Cyber & Data Protection experience
The substantial increase in data breaches and the changing landscape in reporting regulations have led to a heightened awareness of the need for network security and compliant data protection processes. The potential financial and reputational implications of a cyber incident or data breach are a board level concern across all organisations.
Data can be vulnerable to a disgruntled employee, internal accidents and external 'bad actors' - whether state-backed or not.
Our lawyers recognise that clients face different challenges when it comes to insurance and data security. Whether advising insurers or their policyholders we ensure we understand the client's objectives and provide advice tailored to meet those individual needs.
We advise our clients on how they should regularly review and adapt their policies and procedures to ensure they remain compliant with the UK GDPR and Data Protection Act 2018, and other legislation where applicable.
Regulatory / Compliance
We advise clients on compliance with the UK GDPR and EU GDPR and international transfer regulations. We draft privacy policy notices and wordings for use in insurance applications and claim forms particularly where special category data, such as health data, shall be processed.
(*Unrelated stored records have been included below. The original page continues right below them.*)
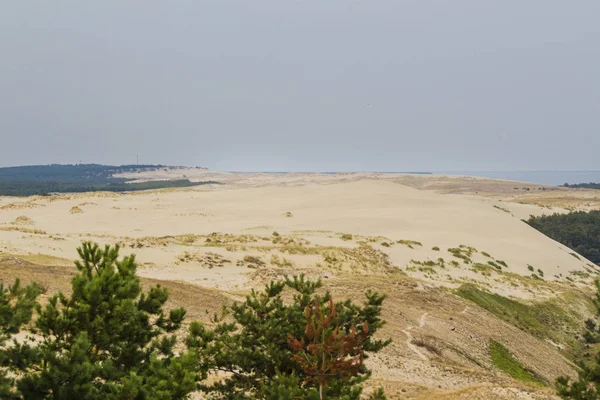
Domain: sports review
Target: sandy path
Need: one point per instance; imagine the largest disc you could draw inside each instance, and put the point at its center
(409, 338)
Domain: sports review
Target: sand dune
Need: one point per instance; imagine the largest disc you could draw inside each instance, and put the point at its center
(317, 212)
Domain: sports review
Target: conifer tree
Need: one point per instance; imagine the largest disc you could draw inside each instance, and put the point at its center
(16, 308)
(251, 344)
(109, 339)
(587, 385)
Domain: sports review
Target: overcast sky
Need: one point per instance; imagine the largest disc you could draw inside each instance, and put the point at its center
(309, 85)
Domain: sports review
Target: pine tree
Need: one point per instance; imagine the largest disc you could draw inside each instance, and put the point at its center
(109, 339)
(16, 308)
(251, 344)
(587, 385)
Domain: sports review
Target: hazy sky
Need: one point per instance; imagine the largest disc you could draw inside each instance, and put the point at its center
(308, 85)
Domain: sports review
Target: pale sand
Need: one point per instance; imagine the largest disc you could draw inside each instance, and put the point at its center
(377, 209)
(323, 206)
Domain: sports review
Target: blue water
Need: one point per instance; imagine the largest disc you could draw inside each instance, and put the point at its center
(541, 177)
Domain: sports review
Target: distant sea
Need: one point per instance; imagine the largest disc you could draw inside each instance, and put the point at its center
(541, 177)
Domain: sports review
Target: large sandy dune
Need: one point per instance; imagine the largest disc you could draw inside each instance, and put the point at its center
(356, 231)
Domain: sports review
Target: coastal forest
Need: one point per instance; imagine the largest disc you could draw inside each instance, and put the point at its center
(580, 231)
(77, 178)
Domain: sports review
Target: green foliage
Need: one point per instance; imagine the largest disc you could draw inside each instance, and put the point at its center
(251, 342)
(108, 340)
(587, 385)
(591, 185)
(506, 362)
(44, 179)
(111, 340)
(463, 253)
(580, 231)
(410, 243)
(16, 309)
(543, 319)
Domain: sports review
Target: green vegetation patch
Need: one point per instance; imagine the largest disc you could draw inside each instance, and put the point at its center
(506, 362)
(579, 231)
(46, 179)
(544, 319)
(410, 243)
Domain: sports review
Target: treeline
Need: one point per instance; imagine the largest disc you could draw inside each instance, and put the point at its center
(110, 339)
(30, 188)
(580, 231)
(591, 185)
(46, 179)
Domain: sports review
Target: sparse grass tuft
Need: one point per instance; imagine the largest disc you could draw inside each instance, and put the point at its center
(410, 243)
(506, 362)
(462, 253)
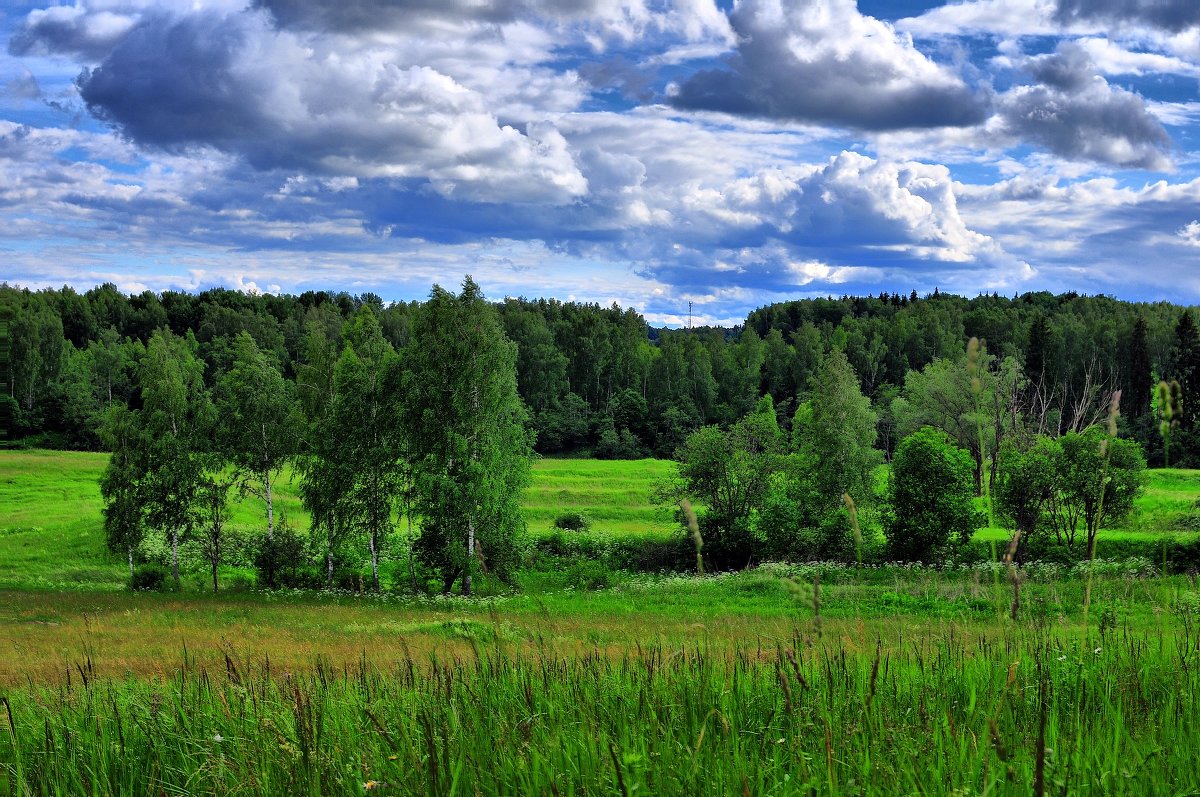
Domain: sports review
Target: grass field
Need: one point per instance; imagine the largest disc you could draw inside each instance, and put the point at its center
(783, 679)
(52, 528)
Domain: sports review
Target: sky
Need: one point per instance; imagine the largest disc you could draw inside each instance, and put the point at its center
(651, 153)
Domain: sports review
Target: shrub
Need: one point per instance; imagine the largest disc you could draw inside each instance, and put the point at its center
(589, 574)
(277, 559)
(930, 497)
(153, 577)
(573, 521)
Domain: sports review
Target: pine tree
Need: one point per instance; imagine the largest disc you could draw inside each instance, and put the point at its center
(466, 437)
(1036, 352)
(1140, 381)
(177, 420)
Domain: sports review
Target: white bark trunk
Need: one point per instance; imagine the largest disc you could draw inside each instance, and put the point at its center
(412, 568)
(471, 556)
(270, 508)
(375, 562)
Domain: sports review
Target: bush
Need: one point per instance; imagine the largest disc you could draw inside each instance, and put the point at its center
(930, 497)
(153, 577)
(573, 521)
(589, 574)
(279, 559)
(351, 580)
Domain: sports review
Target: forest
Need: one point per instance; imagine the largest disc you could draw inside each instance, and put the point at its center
(431, 411)
(600, 382)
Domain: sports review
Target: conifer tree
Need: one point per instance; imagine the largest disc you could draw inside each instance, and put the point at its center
(466, 436)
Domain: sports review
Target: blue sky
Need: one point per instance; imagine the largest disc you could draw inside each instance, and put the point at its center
(653, 153)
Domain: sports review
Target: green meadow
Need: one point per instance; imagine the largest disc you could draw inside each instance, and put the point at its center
(52, 528)
(779, 679)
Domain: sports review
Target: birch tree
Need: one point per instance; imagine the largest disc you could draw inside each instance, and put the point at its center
(258, 426)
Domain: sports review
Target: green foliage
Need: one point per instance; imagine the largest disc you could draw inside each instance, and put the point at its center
(930, 497)
(1026, 486)
(151, 577)
(1098, 479)
(280, 559)
(466, 437)
(573, 521)
(258, 419)
(730, 472)
(837, 438)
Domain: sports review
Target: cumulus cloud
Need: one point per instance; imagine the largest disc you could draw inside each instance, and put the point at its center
(1168, 15)
(72, 30)
(825, 61)
(23, 87)
(995, 17)
(1074, 113)
(237, 84)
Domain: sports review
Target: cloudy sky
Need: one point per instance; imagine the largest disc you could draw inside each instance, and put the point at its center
(651, 153)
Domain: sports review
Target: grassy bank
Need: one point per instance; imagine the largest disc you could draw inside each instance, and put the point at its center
(837, 706)
(52, 533)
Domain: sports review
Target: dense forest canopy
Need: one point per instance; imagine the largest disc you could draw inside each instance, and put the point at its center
(599, 381)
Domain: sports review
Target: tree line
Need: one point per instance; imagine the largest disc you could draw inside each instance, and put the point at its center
(436, 427)
(432, 409)
(599, 381)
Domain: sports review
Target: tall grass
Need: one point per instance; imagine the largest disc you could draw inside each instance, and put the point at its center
(947, 714)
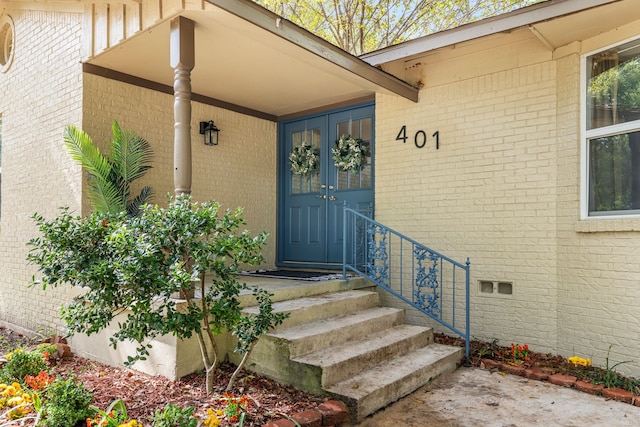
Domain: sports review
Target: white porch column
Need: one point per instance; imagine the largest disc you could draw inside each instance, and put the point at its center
(182, 61)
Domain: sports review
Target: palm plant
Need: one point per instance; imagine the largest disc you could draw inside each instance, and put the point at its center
(110, 176)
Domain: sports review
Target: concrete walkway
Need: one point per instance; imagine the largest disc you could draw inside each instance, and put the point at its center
(477, 397)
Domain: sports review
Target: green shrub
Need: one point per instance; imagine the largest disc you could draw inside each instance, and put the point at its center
(174, 416)
(67, 403)
(21, 363)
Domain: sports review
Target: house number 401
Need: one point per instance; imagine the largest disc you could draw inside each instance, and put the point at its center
(419, 138)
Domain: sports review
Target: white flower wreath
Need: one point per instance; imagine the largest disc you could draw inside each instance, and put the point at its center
(349, 154)
(304, 159)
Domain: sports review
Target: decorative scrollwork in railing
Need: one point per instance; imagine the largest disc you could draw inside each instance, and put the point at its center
(410, 271)
(378, 259)
(427, 290)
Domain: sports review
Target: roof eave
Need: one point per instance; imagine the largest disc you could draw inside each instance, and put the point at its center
(519, 18)
(269, 21)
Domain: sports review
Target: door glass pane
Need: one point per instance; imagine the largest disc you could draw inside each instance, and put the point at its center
(361, 129)
(307, 183)
(613, 86)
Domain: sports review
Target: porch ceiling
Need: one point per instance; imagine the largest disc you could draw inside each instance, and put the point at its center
(246, 57)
Policy wording and coverage
We advise on policy wordings and the development of cyber products to respond to market demands, as well as coverage issues. This may be in the context of a traditional insurance policy, affirmative cyber coverage under a non-cyber policy or a standalone cyber policy.
Advisory
We advise on loss management (including the involvement of specialist data security experts) in the event of a data breach or cyber attack, the defence of civil claims and communications with the UK Information Commissioner's Office or the lead supervisory authority.
If you receive a Subject Access Request, data erasure request or (where applicable) a Freedom of Information request we can manage this for you and/or advise you on how to provide a compliant response within the statutory deadlines.